Having regard to its case-law on the subject and in particular the
protracted duration of this employment claim before the
first-instance court, the Court considers that in the present case
the length of the proceedings was excessive and failed to meet the
“reasonable time” requirement.
There
has accordingly been a breach of Article 6 § 1.
II. ALLEGED VIOLATION OF ARTICLE 13 OF THE CONVENTION
- The
applicants further complained of the fact that in Serbia there was no
court to which an application could be made to complain of the
excessive length of proceedings. They relied on Article 13 of the
Convention.
- The
Government contested that argument.
A. Admissibility
- The
Court notes that this complaint is linked to the one examined above
and must, therefore, likewise be declared admissible.
B. Merits
- The
Court reiterates that Article 13 guarantees an effective remedy
before a national authority for an alleged breach of the requirement
under Article 6 § 1 to hear a case within a reasonable time (see
Kudła v. Poland [GC], no. 30210/96, § 156, ECHR
2000-XI). It notes that the objections and arguments put forward by
the Government have been rejected in earlier cases (see V.A.M. v.
Serbia, no. 39177/05, § 155, 13 March 2007) and
sees no reason to reach a different conclusion in the present case.
- Accordingly,
the Court considers that in the present case there has been a
violation of Article 13 of the Convention on account of the lack of a
remedy under domestic law whereby the applicants could have obtained
a ruling upholding their right to have their case heard within a
reasonable time, as set forth in Article 6 § 1 of the
Convention.
III. APPLICATION OF ARTICLE 41 OF THE CONVENTION
- Article
41 of the Convention provides:
“If the Court finds that there has been a
violation of the Convention or the Protocols thereto, and if the
internal law of the High Contracting Party concerned allows only
partial reparation to be made, the Court shall, if necessary, afford
just satisfaction to the injured party.”
A. Damage
- The
applicants each claimed 2,000 euros (EUR) in respect of non-pecuniary
damage.
- The
Government contested this claim.
- The
Court considers that the applicants must have sustained some
non-pecuniary damage. Ruling on an equitable basis, it awards them
EUR 1,000 each under that head.
B. Costs and expenses
- The
applicants did not specify their claim in this respect. Accordingly,
the Court makes no award under this head.
C. Default interest
- The
Court considers it appropriate that the default interest should be
based on the marginal lending rate of the European Central Bank, to
which should be added three percentage points.

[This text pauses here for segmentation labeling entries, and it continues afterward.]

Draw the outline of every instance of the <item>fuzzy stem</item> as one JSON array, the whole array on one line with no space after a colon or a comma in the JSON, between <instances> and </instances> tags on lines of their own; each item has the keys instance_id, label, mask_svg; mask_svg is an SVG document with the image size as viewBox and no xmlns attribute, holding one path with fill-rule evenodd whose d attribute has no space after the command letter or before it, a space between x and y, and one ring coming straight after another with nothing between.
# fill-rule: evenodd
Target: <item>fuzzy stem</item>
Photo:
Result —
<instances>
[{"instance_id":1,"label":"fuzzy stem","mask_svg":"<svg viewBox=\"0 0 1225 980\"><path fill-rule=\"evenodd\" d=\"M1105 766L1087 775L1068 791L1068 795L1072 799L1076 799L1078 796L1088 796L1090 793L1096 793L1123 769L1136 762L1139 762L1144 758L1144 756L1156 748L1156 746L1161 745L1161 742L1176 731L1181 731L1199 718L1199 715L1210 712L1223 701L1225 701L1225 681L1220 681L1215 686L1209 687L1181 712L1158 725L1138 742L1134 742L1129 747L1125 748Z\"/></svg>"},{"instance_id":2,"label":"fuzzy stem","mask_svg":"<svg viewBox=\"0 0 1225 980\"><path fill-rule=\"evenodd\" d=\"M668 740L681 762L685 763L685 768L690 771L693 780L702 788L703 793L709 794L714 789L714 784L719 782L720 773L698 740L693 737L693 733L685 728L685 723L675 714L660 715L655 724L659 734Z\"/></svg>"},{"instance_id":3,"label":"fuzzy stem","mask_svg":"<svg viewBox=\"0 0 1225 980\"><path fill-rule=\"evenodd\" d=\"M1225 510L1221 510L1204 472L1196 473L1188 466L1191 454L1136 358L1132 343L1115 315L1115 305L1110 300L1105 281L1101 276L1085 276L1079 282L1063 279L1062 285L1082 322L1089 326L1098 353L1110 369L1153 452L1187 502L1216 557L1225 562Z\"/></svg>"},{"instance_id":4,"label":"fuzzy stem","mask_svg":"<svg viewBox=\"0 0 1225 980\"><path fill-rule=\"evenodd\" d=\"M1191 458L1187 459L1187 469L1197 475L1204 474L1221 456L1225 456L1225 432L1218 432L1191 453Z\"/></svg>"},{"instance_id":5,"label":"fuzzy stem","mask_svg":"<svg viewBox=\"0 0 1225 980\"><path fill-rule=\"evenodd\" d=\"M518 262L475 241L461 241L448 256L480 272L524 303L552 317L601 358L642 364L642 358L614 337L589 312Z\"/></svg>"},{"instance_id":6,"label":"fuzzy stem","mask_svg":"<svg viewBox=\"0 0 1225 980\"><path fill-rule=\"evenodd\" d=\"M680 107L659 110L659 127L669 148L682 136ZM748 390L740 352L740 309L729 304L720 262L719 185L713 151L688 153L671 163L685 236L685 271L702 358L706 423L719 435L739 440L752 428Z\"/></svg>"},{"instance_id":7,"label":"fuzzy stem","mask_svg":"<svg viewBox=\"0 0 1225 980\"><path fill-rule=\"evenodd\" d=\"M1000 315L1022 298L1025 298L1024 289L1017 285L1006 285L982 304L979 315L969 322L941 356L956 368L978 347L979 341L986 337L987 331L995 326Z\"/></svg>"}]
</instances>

FOR THESE REASONS, THE COURT UNANIMOUSLY
- Declares the application admissible;
- Holds that there has been a violation of Article
6 § 1 of the Convention;
- Holds that there has been a violation of Article
13 of the Convention;
- Holds
(a) that
the respondent State is to pay each applicant, within three months
from the date on which the judgment becomes final in accordance with
Article 44 § 2 of the Convention, EUR 1,000 (one
thousand euros) in respect of non-pecuniary damage, which sums are to
be converted into the currency of the respondent State at the rate
applicable at the date of settlement, and free of any taxes or
charges that may be chargeable;
(b) that
from the expiry of the above-mentioned three months until settlement
simple interest shall be payable on the above amounts at a rate equal
to the marginal lending rate of the European Central Bank during the
default period plus three percentage points;
- Dismisses the remainder of the applicants' claim
for just satisfaction.
Done in English, and notified in writing on 9 October 2007, pursuant
to Rule 77 §§ 2 and 3 of the Rules of Court.